As predicted, the Planning Authority gave the green light for a number of old buildings on Rabat’s Saqqajja Hill, including the former Tattingers disco, to be demolished and rebuilt into a hotel.
Following a long discussion in which various objections were heard, particularly on the dangers that excavation in the area might pose to the foundations of the Mdina bastions, most board members still approved the permit.
They agreed to some minor tweaks, including the need for more studies to be made on the geology of the area and a change to the hotel’s design.
Only board members Chris Cilia, Annick Bonello and Omar Vella voted against the development. All the other members voted in favour, including ERA Chairman Victor Axiak.
Dozens of objectors, including residents, members of environmental organisations and the Archaeological Society of Malta, insisted the project should not be permitted as the area is extremely sensitive and only metres away from the foundations of the iconic Mdina bastions.
Their argument gained more ground as it resulted that certain studies, particularly on the geology where excavations are expected to take place, have not yet been done or were carried only superficially.
Objectors also argued that the project might endanger Mdina’s candidacy to become a Unesco world heritage site.
Board member Chris Cilia, who voted against, was vociferously against the permit, chiding the Planning Authority for pushing this project forward while no one exactly knew whether the area can be dug. He chided the planning directorate for imposing only a €10,000 bank guarantee on the developers.
“So you are telling us that Mdina and Rabat, Malta’s foremost heritage, are worth as much as a second-hand car?” a visibly baffled Cilia said.

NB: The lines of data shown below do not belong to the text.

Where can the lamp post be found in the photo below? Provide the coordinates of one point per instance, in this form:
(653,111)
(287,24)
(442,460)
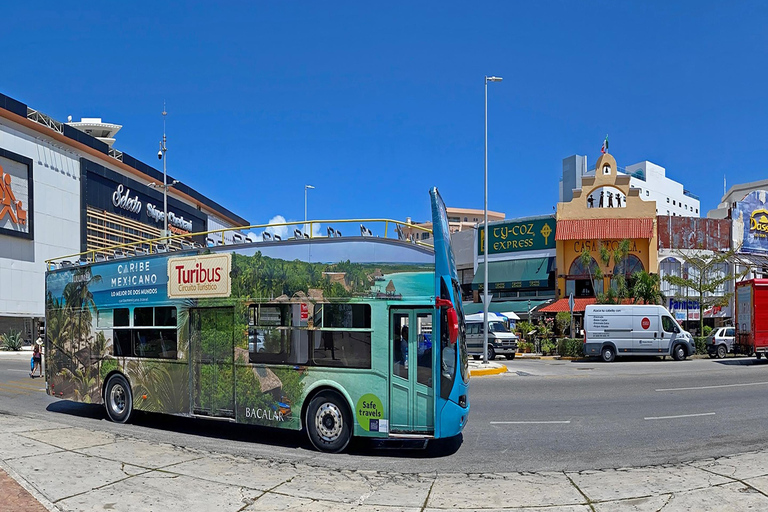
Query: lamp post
(486,299)
(305,204)
(162,155)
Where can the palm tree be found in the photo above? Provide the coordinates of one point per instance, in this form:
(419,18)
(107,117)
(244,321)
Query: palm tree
(647,288)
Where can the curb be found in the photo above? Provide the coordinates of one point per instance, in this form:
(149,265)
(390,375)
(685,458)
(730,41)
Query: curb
(480,372)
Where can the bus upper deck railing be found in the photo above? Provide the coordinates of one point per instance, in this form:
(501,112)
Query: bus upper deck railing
(403,231)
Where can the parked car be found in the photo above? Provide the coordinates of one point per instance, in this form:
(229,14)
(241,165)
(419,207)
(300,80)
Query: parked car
(634,329)
(720,341)
(501,341)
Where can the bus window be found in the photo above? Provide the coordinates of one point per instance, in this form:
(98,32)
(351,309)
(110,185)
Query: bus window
(153,333)
(273,339)
(346,349)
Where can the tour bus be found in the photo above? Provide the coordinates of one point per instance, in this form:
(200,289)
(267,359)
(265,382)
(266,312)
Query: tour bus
(338,336)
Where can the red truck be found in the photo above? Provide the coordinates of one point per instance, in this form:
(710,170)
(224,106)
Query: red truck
(752,317)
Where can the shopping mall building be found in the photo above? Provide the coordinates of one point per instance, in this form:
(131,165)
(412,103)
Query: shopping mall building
(64,189)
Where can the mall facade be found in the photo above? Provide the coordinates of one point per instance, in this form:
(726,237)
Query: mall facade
(64,191)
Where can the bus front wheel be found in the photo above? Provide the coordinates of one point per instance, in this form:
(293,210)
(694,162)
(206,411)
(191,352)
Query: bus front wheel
(329,426)
(118,399)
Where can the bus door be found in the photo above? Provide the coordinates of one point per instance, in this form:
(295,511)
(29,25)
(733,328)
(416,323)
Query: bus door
(212,349)
(411,404)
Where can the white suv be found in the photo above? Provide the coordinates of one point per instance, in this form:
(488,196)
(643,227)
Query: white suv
(720,341)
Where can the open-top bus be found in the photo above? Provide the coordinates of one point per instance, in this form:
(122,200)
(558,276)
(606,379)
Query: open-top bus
(338,336)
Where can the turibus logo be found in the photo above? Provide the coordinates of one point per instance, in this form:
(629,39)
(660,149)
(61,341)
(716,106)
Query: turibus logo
(200,276)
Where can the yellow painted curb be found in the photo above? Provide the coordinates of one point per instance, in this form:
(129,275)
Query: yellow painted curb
(480,372)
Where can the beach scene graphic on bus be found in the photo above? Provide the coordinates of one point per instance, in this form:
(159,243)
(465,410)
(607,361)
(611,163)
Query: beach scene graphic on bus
(252,356)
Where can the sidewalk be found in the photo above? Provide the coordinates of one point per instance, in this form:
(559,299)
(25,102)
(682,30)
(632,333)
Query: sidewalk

Other board members argued that the development’s permit should only be issued once all the studies from the developer’s end are completed.
Yet, clearly favouring the development application, Executive Chairman Martin Saliba insisted that the developer should be given “peace of mind” that he can invest in such a project.
To placate objectors opposing the measly bank guarantee of €10,000, the guarantee was raised to €50,000.
The development is being fronted by Dominic Micallef, whose family used to own Tattingers disco – one of the buildings the development will replace. The new development will host a 5-star hotel with 81 rooms.
Public land is going to be used for this development, including the excavation of two tunnels beneath the road, and to create a pedestrian underground entrance from Triq-it Tigrija, adjacent to a 16th century scheduled building known as Loġġa tal-Palju.